Annett aber lächelte. «Natürlich möchte ich einmal eine Familie haben. Aber es wäre sicher auch sehr schön, sich weiter mit den technischen Dingen zu befassen.»

Sie sah erst Emily, dann Washington an, bevor sie weitersprach: «Eine Ehe, wie die Roeblings sie führen, das wäre allerdings mein größter Traum.»

Emily lächelte geschmeichelt, doch Mister Thunderbatch sagte: «Ich habe schon vor einiger Zeit von Ihrem beachtlichen Talent gehört. Eine technische Zeichnerin könnte ich in meinem Büro sehr gut gebrauchen. Überlegen Sie es sich. Nach Ihren Studien können Sie sofort bei mir anfangen. Wir denken derzeit nämlich über den Bau eines Hochhauses nach, eines Wolkenkratzers. Dabei könnten Sie uns behilflich sein.»

Annett war verblüfft. Natürlich hatte sie schon von Wolkenkratzern gehört. Riesige Gebäude, die so genannt wurden, weil sie mit ihrer Höhe praktisch an den Wolken kratzen konnten. Derzeit sprach man am Technicum immer wieder von der Idee, ein Hochhaus in New York zu bauen, und Annett wusste, dass sich einige Architekturbüros bereits mit der Planung eines Entwurfs befassten.

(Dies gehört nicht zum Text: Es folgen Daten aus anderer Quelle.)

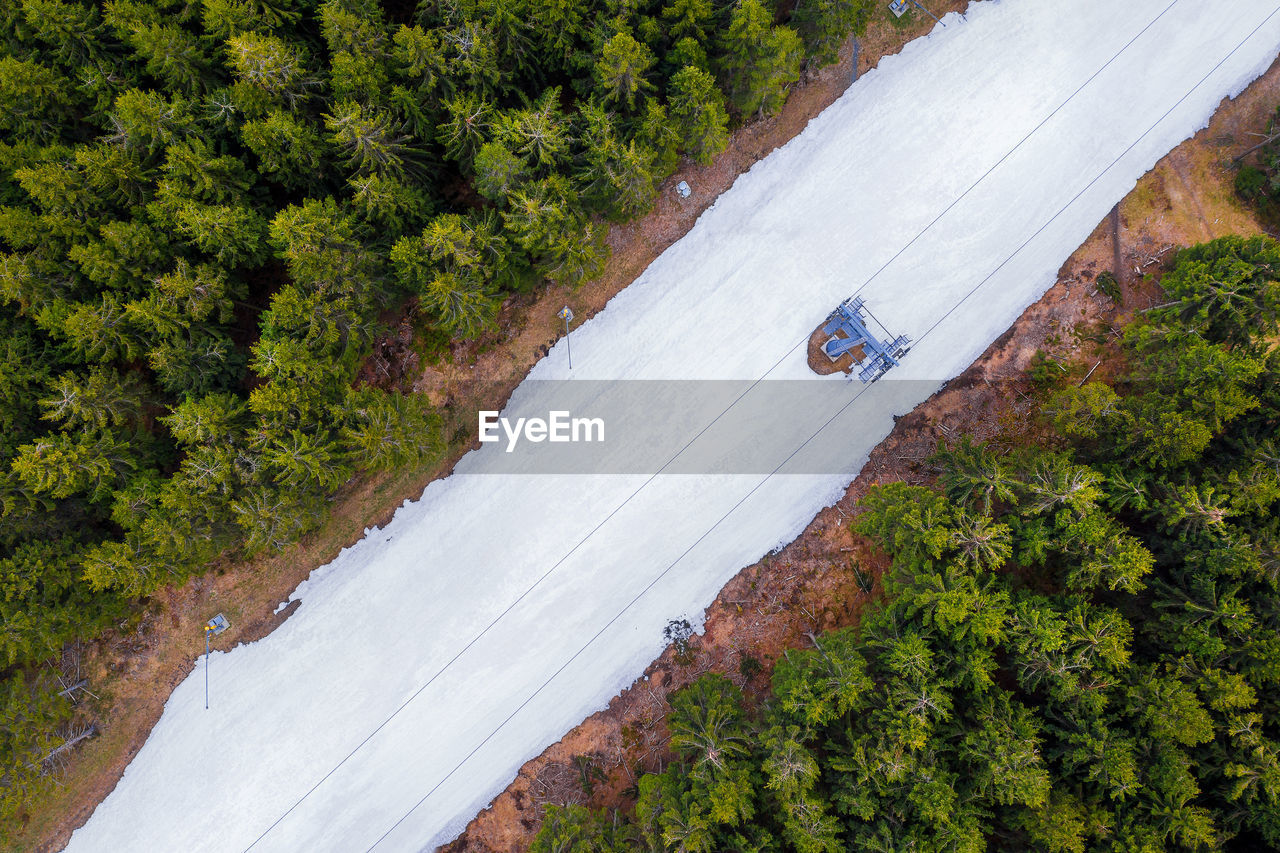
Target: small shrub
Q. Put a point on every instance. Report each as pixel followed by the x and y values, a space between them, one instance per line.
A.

«Das wäre wunderbar. Damit würde ein Traum für mich in Erfüllung gehen», brach es aus ihr heraus.

«Du schaust aus, als wolltest du auf der Stelle mit der Arbeit beginnen», meinte Wash. «Vergiss aber nicht, dass wir dich hier bei uns noch dringend brauchen.» Er lachte, doch Annett wurde rot vor Scham und wand sich verlegen auf ihrem Stuhl. «Oh, so habe ich das nicht gemeint. Ich werde natürlich hierbleiben, bis der letzte Hammerschlag an der Brücke getan ist.»

Emily, die neben ihr saß, legte ihr eine Hand auf den Unterarm. «Du kannst bei uns bleiben, solange du willst, das weißt du. Aber du bist zu nichts verpflichtet. Du machst deine Arbeit hervorragend. Seit wir dich haben, sind die Pläne und Berechnungen fehlerfrei. Und du warst es ja auch, die bemerkt hat, dass wir fehlerhaften Draht auf der Baustelle hatten.»

Annett nickte, als sie an dieses Drama dachte, das sich erst kürzlich abgespielt hatte. Sie war wieder einmal auf der Baustelle gewesen, um mit Mister Farrington einige Dinge zu besprechen, die Emily ihr aufgetragen hatte. Farrington war aber noch mit dem Chefingenieur in einer Sitzung, sodass Annett Zeit hatte, sich auf der Baustelle umzusehen. Und da sie im Technicum gerade die Grundzüge der Werkstoffkunde gelernt hatte, untersuchte sie eindringlich die eben gelieferten Kabel. Dabei stellte sie fest, dass für die Kabel schlechter Draht verwendet worden war. Zuerst traute sie ihren Augen nicht, doch dann machte sie Mister Farrington darauf aufmerksam, der die Sache wiederum mit Washington und Emily besprach. Hernach war sie von allen über den grünen Klee gelobt worden, und Emily hatte ihr sogar eine kleine goldene Kette geschenkt – mit einem Anhänger der Brücke. Beim Bau eines Skycrapers dabei zu sein, wenn die Brücke erst einmal fertig war, das war ein Traum, den sich Annett zu gern erfüllen würde.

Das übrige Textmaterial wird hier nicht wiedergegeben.